Key Takeaways
- A Harvard study shows that soft materials, like gels and biological tissue, support boat wake-like surface waves.
- Because wake shape encodes material properties, the surface patterns could offer medical diagnostic applications.
A new study by scientists in the Harvard John A. Paulson School of Engineering and Applied Sciences (SEAS) shows that when a pressure disturbance moves across an ultrasoft elastic material, such as a gel or a biological tissue, it generates a V-shaped wake that’s strikingly similar to the waves that travel behind a boat.
Published in Physical Review Letters, the study offers a unified perspective, combining experiments and theory, on surface motion that spans fluids, solids, and the soft materials that lie between. It opens the door to new approaches to imaging and understanding the behavior of both natural and engineered soft materials.
The research was led by L. Mahadevan, the Lola England de Valpine Professor of Applied Mathematics, Organismic and Evolutionary Biology, and Physics, in SEAS and FAS, and includes first author and former postdoctoral researcher Aditi Chakrabarti; postdoctoral researcher Divya Jaganathan, and SEAS research associate Robert Haussman.
Mahadevan said he was initially led by simple curiosity. “I suspected that there ought to be a natural way to smoothly interpolate between the behavior of surface waves on solids and fluids, partly inspired by watching boat wake along the Charles, where I walk almost every day,” he said.

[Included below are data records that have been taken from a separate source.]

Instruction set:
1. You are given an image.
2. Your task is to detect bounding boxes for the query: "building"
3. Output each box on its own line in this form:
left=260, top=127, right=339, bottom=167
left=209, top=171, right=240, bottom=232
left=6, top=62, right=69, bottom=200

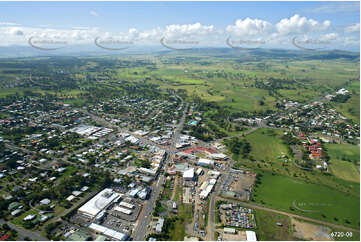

The subject lay dormant until Chakrabarti was able to create an experimental setting to visualize these wakes. Working together with Jaganathan, the team was then able to provide a theoretical framework to explain their observations quantitatively.
For over a century, scientists have treated ship wakes and surface waves in solids as fundamentally different phenomena. The wakes behind a boat, first explained by Lord Kelvin, arise from waves on a liquid surface. By contrast, waves that travel along the surface of solids, such as from earthquakes, first explained by Lord Rayleigh, behave differently. The new Harvard study reveals that very soft materials, such as biological tissue, blur this distinction.
In these materials, waves ripple outward like water but also deform the material like an elastic solid. The result is a hybrid behavior — a wake that looks familiar but carries new information about the material itself.
At the heart of the discovery is a simple geometric idea: the angle of the wake depends on how fast the disturbance moves, compared to how quickly waves can travel through the material. When the disturbance moves faster, or when the material is softer, the wake narrows. This relationship turns the wake into a natural diagnostic signal. Rather than probing a material by pressing into it or cutting through it, one can infer its properties simply by observing how waves propagate along its surface.
The insight could have implications for soft-tissue diagnostics in medical contexts, in which clinicians measure the stiffness of tissue, for example, to detect tumors. In effect, soft tissues can be “read” through the wakes they produce.
Beyond applications, the study points to a broader principle: moving disturbances leave behind patterns that reflect the inner physics of the medium. What’s more, Mahadevan said: “Much of our work reflects a broader scientific instinct: to search for the sublime, and the arcane, hidden within the mundane,” and this is one more example of how the everyday ordinary world is full of wonders, if we only choose to see carefully.”